When one reaches her seventh decade, a certain amount of dying is to be expected. This Spring started, a few weeks ago, with those "expected" passings. My dear family priest saw the passing of his mother. Juanita Williams was ninety five and failing perceptibly, even to herself. On a damp morning in Tyler, she was funeralized and buried. A friend's one hundred and six year old mother, long a nursing home resident, also passed away. Her memorial is next Sunday.

But the tide began to turn. While I was at the Tyler funeral, my co-worker found his older and ill brother dead at home of COPD related illness. The brother was but seventy four.

On Monday another co-worker, younger still, and alive still, was found at her water plant, down and unresponsive, the victim of a massive stroke. Thank goodness she was found promptly, provided excellent care both on the way to and at two fine hospitals. Today she stopped to say hello to all of us on her way to a bout of "rehab" (rehab is the operative word of this decade I think).

But sadder still, last evening we heard of a hideous auto accident in Northeast Texas that took the lives of a fifty seven year old grandmother and her darling little three year old grandson. Eli was the son of our friend and co-worker, Sarah, and her husband. He was the cutest little kid you've ever met. He had an extended family that adored him.

My point is, I expected to learn to deal with the deaths of those my age and older. Nothing prepared me for going to a memorial service on Monday for a three year old.

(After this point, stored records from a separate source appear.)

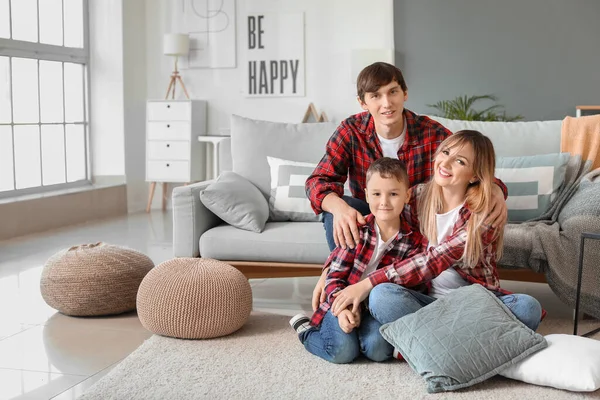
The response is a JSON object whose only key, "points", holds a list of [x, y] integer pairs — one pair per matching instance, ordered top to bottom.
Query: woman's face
{"points": [[454, 166]]}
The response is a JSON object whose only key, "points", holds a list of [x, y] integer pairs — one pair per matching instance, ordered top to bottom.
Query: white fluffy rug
{"points": [[265, 360]]}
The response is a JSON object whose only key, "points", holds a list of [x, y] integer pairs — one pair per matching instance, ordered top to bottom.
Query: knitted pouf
{"points": [[94, 279], [194, 298]]}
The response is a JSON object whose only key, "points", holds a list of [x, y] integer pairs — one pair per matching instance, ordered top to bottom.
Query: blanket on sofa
{"points": [[550, 243]]}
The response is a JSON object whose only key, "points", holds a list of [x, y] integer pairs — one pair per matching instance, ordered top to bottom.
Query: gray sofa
{"points": [[299, 248]]}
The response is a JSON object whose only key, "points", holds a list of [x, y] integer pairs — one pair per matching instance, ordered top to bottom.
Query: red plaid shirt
{"points": [[354, 146], [346, 267], [423, 267]]}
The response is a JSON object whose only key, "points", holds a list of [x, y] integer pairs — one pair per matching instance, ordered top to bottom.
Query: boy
{"points": [[390, 232]]}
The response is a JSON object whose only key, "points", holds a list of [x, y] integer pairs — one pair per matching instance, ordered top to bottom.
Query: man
{"points": [[387, 129]]}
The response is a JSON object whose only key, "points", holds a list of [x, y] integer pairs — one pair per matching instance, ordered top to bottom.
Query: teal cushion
{"points": [[532, 182], [462, 339]]}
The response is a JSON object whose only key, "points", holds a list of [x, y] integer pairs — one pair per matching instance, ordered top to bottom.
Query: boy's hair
{"points": [[376, 75], [389, 168], [478, 196]]}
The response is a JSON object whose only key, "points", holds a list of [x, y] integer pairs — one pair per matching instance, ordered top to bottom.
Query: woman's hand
{"points": [[319, 290], [351, 295]]}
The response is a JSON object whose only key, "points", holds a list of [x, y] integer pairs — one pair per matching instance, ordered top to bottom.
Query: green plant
{"points": [[462, 108]]}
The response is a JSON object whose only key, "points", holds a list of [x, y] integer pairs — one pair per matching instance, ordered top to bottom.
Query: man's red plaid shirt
{"points": [[354, 146]]}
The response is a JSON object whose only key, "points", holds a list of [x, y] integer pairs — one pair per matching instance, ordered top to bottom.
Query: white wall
{"points": [[333, 28], [127, 51], [106, 88]]}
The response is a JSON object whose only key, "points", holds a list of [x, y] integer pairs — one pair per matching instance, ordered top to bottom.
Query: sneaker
{"points": [[300, 323], [396, 354]]}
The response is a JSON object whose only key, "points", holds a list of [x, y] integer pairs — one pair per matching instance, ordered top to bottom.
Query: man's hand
{"points": [[498, 215], [345, 227], [319, 290], [352, 295], [348, 321]]}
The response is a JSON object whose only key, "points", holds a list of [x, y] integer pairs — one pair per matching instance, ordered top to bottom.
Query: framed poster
{"points": [[211, 27], [275, 54]]}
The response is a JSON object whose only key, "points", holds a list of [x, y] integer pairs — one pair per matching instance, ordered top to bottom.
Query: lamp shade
{"points": [[176, 44]]}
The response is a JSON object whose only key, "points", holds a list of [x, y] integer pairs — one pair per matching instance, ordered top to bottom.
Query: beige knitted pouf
{"points": [[94, 279], [194, 298]]}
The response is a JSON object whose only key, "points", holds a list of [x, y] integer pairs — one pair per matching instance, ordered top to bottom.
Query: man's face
{"points": [[386, 104], [386, 197]]}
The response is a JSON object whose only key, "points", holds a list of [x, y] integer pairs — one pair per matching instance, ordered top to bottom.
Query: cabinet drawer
{"points": [[169, 111], [169, 130], [165, 150], [168, 171]]}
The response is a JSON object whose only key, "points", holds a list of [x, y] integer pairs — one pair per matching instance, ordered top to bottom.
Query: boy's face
{"points": [[386, 104], [386, 197]]}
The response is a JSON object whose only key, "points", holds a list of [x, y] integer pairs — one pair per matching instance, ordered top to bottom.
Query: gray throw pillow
{"points": [[236, 201], [462, 339]]}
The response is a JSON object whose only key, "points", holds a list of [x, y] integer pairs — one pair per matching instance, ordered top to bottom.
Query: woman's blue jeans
{"points": [[388, 302], [329, 342]]}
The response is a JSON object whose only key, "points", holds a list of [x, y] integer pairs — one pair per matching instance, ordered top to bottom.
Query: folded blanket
{"points": [[582, 136]]}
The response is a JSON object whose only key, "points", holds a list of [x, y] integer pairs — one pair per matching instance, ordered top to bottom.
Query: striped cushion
{"points": [[532, 182]]}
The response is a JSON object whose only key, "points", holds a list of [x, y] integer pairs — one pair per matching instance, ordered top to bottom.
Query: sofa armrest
{"points": [[190, 219]]}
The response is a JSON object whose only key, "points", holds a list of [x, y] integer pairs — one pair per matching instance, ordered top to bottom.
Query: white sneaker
{"points": [[300, 323]]}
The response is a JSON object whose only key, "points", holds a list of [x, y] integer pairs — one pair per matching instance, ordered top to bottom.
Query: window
{"points": [[43, 95]]}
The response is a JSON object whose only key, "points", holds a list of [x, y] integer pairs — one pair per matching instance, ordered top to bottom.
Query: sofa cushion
{"points": [[512, 139], [252, 141], [532, 182], [288, 201], [237, 202], [291, 242], [462, 339]]}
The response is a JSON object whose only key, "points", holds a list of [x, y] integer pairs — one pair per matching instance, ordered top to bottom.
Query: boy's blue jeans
{"points": [[359, 205], [388, 302], [331, 343]]}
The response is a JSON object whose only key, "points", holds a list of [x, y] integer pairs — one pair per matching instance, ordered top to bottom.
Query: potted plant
{"points": [[461, 108]]}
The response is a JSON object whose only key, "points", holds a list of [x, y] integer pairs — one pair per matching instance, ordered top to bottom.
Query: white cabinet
{"points": [[173, 152]]}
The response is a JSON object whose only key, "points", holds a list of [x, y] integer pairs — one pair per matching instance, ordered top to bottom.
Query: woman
{"points": [[462, 249]]}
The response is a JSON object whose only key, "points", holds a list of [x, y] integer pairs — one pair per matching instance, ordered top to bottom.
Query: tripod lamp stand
{"points": [[176, 44]]}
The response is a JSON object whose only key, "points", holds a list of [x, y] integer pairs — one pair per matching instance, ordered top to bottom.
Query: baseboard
{"points": [[52, 211]]}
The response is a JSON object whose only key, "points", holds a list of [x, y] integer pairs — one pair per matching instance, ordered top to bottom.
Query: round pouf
{"points": [[94, 279], [194, 298]]}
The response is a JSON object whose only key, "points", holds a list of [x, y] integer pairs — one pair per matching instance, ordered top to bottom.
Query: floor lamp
{"points": [[176, 44]]}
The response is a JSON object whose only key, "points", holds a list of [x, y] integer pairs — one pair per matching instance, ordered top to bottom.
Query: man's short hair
{"points": [[376, 75], [389, 167]]}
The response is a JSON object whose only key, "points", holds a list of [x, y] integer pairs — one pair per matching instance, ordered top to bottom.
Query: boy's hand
{"points": [[319, 290], [352, 295], [348, 321]]}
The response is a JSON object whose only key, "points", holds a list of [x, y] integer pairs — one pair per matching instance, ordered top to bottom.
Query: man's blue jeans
{"points": [[359, 205], [388, 302], [329, 342]]}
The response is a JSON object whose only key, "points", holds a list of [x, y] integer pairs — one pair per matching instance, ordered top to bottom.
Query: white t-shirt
{"points": [[390, 147], [378, 253], [448, 280]]}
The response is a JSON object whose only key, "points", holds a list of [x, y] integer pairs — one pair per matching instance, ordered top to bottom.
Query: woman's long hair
{"points": [[478, 197]]}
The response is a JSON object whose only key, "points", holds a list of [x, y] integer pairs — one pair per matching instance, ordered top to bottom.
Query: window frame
{"points": [[47, 52]]}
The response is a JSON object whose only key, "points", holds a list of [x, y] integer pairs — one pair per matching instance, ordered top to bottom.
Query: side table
{"points": [[215, 141], [584, 236]]}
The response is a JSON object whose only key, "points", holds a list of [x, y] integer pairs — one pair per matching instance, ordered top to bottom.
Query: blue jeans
{"points": [[359, 205], [388, 302], [329, 342]]}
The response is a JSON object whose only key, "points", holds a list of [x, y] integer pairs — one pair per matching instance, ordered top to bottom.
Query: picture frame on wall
{"points": [[274, 55]]}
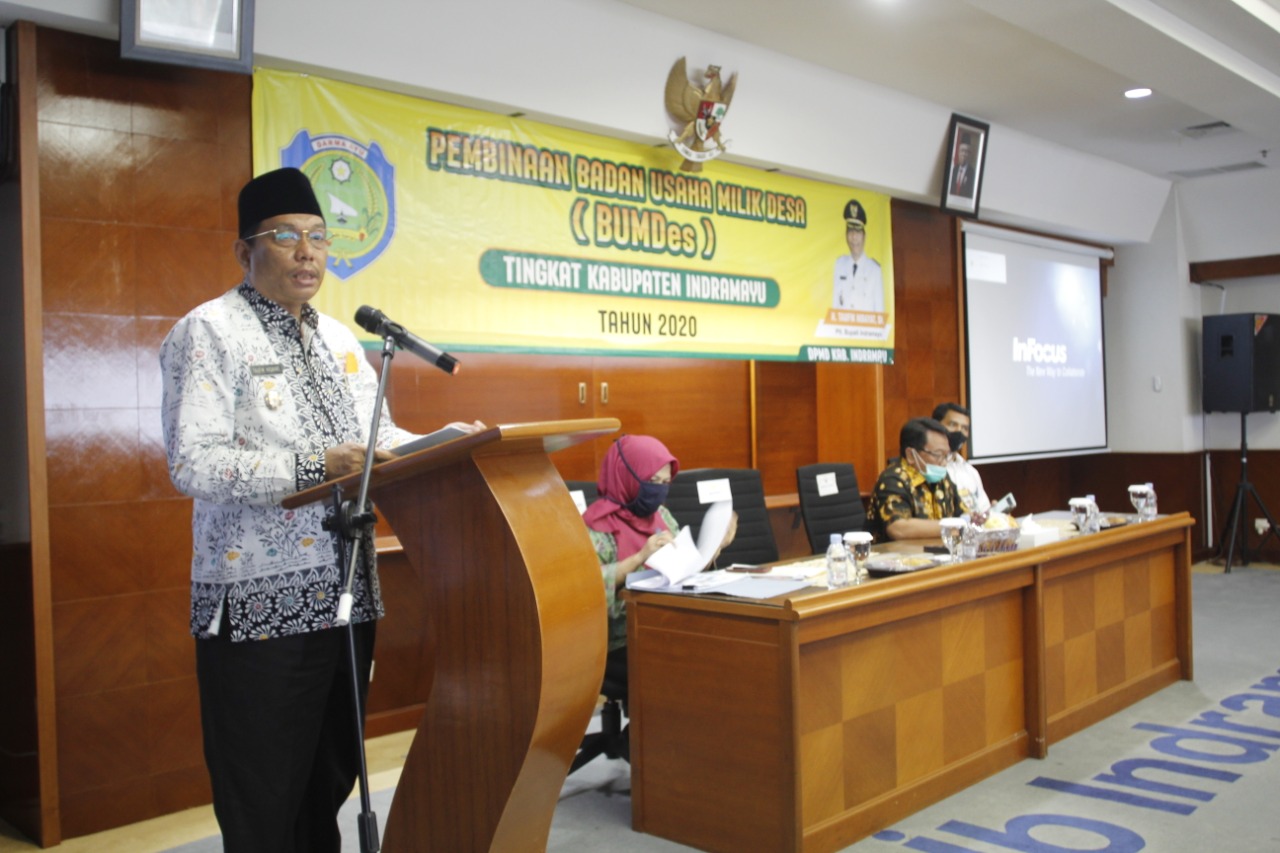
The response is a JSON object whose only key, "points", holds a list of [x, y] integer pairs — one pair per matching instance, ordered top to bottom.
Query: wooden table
{"points": [[810, 721]]}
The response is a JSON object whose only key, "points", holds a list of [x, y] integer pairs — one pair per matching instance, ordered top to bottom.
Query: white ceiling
{"points": [[1055, 69]]}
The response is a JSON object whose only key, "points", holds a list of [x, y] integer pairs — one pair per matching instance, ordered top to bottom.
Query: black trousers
{"points": [[280, 739]]}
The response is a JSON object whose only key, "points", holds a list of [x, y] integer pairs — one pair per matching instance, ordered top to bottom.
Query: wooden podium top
{"points": [[545, 436]]}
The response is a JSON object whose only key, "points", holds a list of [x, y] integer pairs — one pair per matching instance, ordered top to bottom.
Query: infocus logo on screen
{"points": [[1032, 350]]}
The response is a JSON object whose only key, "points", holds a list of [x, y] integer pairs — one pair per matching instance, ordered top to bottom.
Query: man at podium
{"points": [[264, 397]]}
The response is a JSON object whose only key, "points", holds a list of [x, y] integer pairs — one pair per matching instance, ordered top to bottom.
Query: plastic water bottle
{"points": [[837, 562]]}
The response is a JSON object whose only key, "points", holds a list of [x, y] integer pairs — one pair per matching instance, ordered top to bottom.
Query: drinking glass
{"points": [[1138, 496], [952, 530], [859, 544]]}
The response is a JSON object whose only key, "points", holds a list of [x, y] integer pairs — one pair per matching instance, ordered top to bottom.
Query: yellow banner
{"points": [[481, 232]]}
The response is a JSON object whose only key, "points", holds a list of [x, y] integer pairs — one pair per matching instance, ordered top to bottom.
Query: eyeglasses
{"points": [[289, 237]]}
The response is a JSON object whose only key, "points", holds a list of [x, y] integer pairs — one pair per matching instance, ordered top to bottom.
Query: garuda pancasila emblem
{"points": [[699, 112]]}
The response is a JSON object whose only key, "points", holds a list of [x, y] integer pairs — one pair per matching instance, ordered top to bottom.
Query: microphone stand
{"points": [[353, 524]]}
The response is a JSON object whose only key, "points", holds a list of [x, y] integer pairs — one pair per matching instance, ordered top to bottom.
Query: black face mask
{"points": [[650, 497]]}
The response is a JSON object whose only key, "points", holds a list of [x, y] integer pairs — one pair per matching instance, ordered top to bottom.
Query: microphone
{"points": [[374, 322]]}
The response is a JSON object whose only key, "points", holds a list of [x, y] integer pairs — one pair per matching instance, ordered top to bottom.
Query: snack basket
{"points": [[999, 539]]}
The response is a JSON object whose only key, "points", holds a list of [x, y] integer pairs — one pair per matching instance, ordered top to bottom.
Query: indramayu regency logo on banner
{"points": [[356, 187]]}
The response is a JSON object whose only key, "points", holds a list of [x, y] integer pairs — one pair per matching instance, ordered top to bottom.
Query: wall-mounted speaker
{"points": [[1242, 363]]}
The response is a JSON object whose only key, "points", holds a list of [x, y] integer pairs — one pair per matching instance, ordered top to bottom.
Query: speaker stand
{"points": [[1239, 507]]}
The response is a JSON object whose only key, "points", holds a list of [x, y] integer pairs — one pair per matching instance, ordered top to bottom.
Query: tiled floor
{"points": [[385, 756]]}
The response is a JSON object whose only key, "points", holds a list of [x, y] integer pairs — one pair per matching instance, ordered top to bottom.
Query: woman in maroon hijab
{"points": [[629, 521]]}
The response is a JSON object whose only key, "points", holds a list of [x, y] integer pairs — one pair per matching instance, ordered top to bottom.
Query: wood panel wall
{"points": [[138, 168]]}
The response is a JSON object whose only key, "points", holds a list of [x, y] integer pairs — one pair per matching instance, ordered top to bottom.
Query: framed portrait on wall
{"points": [[205, 33], [965, 163]]}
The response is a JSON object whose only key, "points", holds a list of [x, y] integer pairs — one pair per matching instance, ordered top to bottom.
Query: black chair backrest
{"points": [[589, 488], [840, 511], [754, 541]]}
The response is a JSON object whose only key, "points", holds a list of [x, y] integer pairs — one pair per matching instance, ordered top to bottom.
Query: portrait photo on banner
{"points": [[964, 165]]}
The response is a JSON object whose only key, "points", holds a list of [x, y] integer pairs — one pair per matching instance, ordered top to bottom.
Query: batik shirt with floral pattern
{"points": [[251, 401], [901, 492], [607, 552]]}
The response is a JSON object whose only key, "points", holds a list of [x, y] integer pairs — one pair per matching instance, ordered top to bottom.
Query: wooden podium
{"points": [[516, 632]]}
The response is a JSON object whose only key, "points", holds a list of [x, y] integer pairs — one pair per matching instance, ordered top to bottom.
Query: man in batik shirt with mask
{"points": [[914, 492]]}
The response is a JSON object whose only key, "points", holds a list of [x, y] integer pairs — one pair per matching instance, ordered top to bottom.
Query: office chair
{"points": [[840, 511], [754, 542], [613, 739]]}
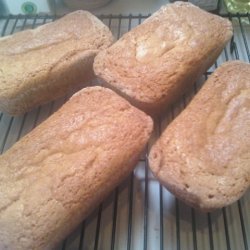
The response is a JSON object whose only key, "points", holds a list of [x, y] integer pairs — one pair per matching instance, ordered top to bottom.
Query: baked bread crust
{"points": [[155, 63], [40, 65], [203, 156], [55, 175]]}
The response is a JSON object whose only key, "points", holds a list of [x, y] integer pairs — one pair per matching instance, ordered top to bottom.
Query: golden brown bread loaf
{"points": [[153, 64], [40, 65], [203, 156], [54, 176]]}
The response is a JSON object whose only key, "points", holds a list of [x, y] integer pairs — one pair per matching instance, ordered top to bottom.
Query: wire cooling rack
{"points": [[140, 213]]}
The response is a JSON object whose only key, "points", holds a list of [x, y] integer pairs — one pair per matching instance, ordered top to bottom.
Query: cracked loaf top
{"points": [[153, 64], [39, 65], [203, 156], [55, 176]]}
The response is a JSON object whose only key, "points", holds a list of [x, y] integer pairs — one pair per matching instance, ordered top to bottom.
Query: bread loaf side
{"points": [[161, 58], [40, 65], [203, 156], [58, 173]]}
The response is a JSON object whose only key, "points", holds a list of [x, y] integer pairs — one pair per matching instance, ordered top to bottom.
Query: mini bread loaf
{"points": [[154, 64], [40, 65], [203, 156], [55, 176]]}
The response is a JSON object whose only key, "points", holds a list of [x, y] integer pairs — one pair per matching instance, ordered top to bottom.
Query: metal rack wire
{"points": [[140, 213]]}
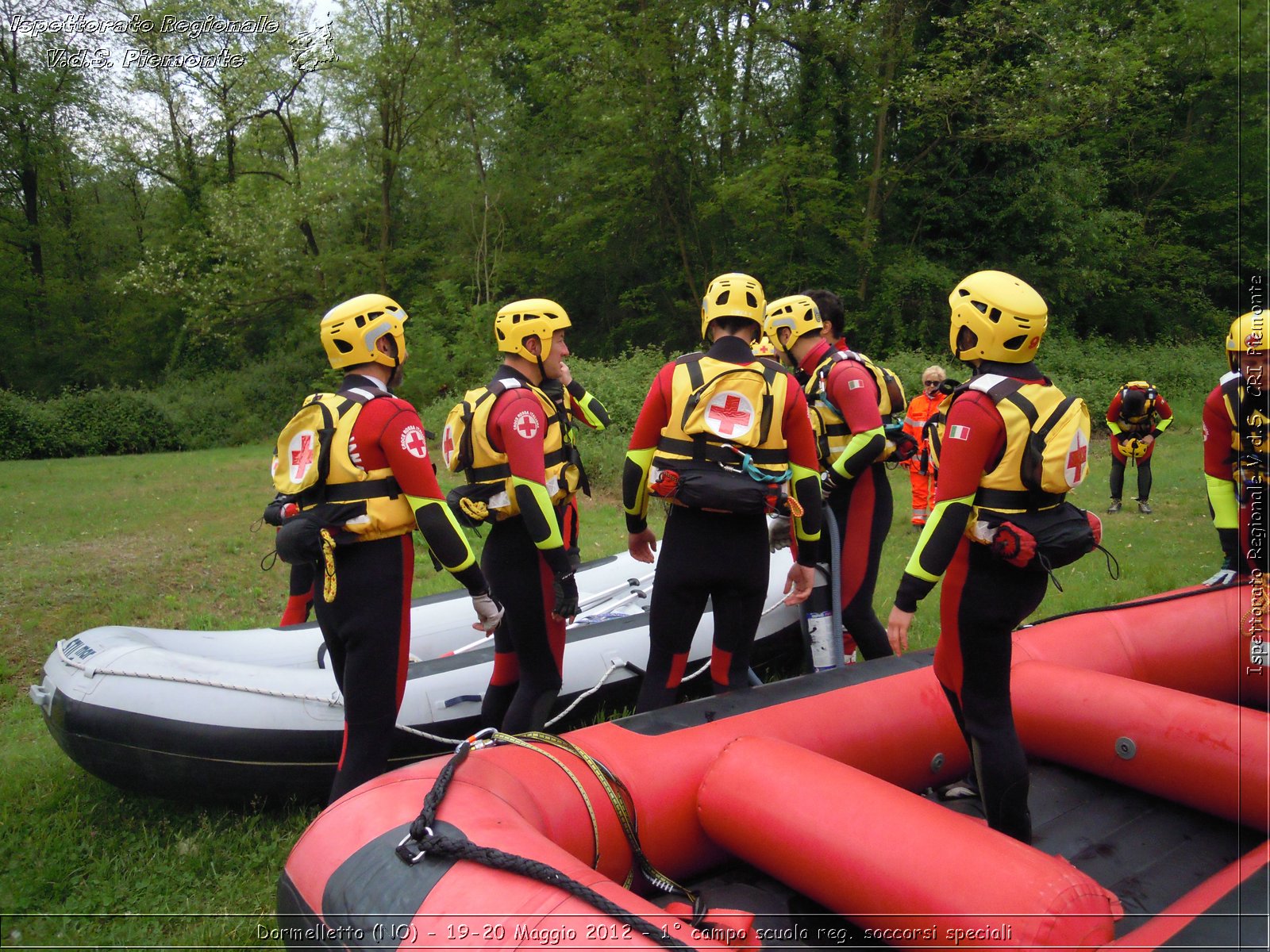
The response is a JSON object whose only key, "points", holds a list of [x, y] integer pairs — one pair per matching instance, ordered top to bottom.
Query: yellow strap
{"points": [[476, 511], [328, 556], [533, 735], [625, 814]]}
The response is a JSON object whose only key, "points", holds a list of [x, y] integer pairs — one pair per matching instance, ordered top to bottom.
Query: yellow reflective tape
{"points": [[857, 442], [643, 459], [544, 501], [418, 503], [1226, 507], [914, 560]]}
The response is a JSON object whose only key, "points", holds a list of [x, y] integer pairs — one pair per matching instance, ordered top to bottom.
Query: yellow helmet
{"points": [[732, 295], [798, 313], [1005, 315], [533, 317], [351, 330], [1248, 336]]}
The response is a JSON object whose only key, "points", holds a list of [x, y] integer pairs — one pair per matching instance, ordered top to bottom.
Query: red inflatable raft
{"points": [[794, 812]]}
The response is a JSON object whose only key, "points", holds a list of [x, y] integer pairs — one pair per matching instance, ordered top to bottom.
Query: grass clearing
{"points": [[165, 541]]}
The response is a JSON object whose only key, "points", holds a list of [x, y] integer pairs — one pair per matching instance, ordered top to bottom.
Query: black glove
{"points": [[831, 482], [281, 509], [567, 596]]}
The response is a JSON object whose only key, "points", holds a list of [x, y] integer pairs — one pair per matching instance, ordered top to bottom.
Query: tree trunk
{"points": [[874, 205]]}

I don't know what to do. I don't know what to say. How on earth do you console a mother on the loss of her little boy? How do you console a father on not only that loss but the loss of his own mother?

And an even thornier question, how do you sit through a Texas service where you are told that it is all "God's will?" It was an awful accident. Maybe it was even a preventable accident. It was an accident. I don't believe that the loving God I worship identifies a cute little three year old and marks him to die. I don't. And I don't want to sit quietly while someone says he did.

So, beside praying for this grief stricken family and town, please pray that I keep still and pray too for them. Please help them find some consolation and comfort as time goes by. I just don't know what to say or do but I know there will be a lot of tears shed for Eli.